Человек опустился на сухую траву, закурил папиросу — ленинградский «Беломор».
— Хотите? — предложил, протягивая пачку.
— Не курю, спасибо.
— А то, может быть, соблазнитесь? Видите? Фабрика Урицкого! Вы, господа кондратьевы, расписываете у себя по немецкой указке, что Ленинград задохнулся в блокаде, что все там умерло, все остановилось. А папироски-то самые свежие! Фабрика Урицкого продолжает их выпускать. На Васильевском острове которая. Эх, Кондратьев, Кондратьев!.. Да в тоже присели бы. Чего стоите? Потолкуем. Расскажите, как вы тут остались, собкор областной уважаемой газеты, а?
— Говорю же, ребенок, жена…
— А сколько их, с детьми, с женами, поуходило из этих мест в леса к партизанам, а то и в Ленинград! Нет, не понимаю вас. Ну хорошо — остались. Предположим, иного выхода не было. Допускаю такой случай. Но какого же черта вам понадобилось наниматься к немцам?
— А вам бы к носу парабеллум приставили, вы бы что? Тоже бы, поди…
— Так уж сразу и парабеллум!..
— Плохо вы их знаете. Они — машина, шестеренка к шестеренке. Вызвали в комендатуру, приказали… В их зубья попадешь, не выбе решься.
— Я же предлагаю помощь. Вытащим вас из зубьев.
— А потом судить будете? В Сибирь годочков на двадцать пять отправите, так, что ли?

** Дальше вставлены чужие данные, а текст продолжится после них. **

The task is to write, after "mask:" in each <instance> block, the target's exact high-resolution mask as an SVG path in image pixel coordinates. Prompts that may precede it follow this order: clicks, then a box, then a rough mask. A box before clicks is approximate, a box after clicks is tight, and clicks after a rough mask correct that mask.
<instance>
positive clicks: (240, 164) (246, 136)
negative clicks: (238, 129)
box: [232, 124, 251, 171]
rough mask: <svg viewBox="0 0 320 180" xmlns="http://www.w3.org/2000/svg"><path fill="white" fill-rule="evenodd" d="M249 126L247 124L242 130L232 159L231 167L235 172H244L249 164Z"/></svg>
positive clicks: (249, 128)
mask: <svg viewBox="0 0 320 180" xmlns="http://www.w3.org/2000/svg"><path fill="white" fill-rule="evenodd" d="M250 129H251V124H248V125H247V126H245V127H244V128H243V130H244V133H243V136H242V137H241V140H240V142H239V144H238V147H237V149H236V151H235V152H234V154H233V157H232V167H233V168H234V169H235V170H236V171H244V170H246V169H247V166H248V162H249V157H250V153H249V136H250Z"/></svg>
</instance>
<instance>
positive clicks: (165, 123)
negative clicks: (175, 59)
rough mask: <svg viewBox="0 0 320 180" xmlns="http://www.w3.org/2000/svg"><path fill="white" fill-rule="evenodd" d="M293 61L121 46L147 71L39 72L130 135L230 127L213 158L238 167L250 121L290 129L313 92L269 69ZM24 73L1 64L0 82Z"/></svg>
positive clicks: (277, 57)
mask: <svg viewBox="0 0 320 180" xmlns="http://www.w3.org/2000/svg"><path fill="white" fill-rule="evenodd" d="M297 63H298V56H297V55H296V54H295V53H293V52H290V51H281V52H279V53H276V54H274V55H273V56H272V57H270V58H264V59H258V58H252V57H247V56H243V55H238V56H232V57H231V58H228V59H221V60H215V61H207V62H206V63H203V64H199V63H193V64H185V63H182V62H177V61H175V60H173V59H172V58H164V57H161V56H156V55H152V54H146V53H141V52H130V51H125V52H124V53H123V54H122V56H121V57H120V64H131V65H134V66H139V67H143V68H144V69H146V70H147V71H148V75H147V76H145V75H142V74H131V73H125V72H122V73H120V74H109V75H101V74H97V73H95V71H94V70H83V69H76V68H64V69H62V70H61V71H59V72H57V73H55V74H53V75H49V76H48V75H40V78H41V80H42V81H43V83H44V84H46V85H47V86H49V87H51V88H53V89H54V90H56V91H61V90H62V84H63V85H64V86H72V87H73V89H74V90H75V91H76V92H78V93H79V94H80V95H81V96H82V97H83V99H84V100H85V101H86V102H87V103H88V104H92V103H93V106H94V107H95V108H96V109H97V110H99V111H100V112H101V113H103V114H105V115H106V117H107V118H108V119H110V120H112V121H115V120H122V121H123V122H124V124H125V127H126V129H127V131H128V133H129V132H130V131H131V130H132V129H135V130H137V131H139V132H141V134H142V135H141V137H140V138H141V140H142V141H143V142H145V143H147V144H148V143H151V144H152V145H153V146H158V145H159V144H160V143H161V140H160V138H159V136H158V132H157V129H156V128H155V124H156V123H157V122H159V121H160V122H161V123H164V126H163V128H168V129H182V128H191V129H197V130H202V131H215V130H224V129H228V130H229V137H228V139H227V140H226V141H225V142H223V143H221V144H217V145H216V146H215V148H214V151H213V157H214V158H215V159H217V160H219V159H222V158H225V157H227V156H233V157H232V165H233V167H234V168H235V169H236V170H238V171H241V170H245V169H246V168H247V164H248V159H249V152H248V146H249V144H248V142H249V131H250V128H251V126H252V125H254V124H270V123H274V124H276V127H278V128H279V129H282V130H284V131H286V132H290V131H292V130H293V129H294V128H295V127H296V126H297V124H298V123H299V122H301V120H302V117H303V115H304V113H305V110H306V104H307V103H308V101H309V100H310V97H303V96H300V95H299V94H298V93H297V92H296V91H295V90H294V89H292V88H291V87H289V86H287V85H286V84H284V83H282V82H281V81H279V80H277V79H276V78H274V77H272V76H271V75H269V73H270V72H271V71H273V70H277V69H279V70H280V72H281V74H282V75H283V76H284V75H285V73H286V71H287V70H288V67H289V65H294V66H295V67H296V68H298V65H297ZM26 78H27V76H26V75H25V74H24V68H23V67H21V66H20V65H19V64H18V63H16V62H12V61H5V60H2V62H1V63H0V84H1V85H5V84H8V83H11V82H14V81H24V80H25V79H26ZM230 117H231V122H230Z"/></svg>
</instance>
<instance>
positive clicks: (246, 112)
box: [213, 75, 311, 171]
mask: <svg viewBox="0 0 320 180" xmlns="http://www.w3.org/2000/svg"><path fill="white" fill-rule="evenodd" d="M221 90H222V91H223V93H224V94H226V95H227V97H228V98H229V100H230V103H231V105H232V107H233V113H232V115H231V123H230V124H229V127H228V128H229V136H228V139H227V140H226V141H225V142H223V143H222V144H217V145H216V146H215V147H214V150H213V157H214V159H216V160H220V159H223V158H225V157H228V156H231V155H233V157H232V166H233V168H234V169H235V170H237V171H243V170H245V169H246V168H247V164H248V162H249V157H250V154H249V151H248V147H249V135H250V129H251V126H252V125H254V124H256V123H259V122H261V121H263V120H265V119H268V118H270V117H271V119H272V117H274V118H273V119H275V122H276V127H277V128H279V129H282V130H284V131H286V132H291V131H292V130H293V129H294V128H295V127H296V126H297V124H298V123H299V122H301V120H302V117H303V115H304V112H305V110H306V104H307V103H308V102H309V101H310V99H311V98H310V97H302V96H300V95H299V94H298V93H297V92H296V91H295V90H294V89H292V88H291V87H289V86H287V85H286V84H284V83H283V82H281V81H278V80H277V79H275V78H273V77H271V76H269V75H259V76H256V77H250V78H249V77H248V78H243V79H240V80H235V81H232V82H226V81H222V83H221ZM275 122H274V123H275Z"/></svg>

— Все равно же судить будем, когда разобьем Гитлера. Но тогда уже не о годочках пойдет речь. Вздернем вас тогда, Кондратьев. А сейчас, как знать, может быть, на фронт отправят, в штрафную роту. Во всяком случае, сейчас еще есть время.
— Дайте подумать, говорю, с женой посоветоваться. Это же не простой шаг, не легкий.
— Что ж, валяйте, герр Кондратьев, — как бы утратив к нему всякий интерес, сказал человек с автоматом. — Я вас отпускаю, хотя, может быть, и делаю неправильно. Держать изменника за шиворот и отвести от него карающую руку закона — само по себе тоже преступление. А я вот иду на него. «Жена, дети»!.. — передразнил он. — А у меня их нет, что ли, жены и детей! Словом, валяйте. Катите своей дорогой. Стрелять в спину не буду. Но в следующий раз выстрелю в грудь без разговоров.
— Я подумаю, подумаю, — забормотал бывший собкор областной газеты. — Я, может быть, решу…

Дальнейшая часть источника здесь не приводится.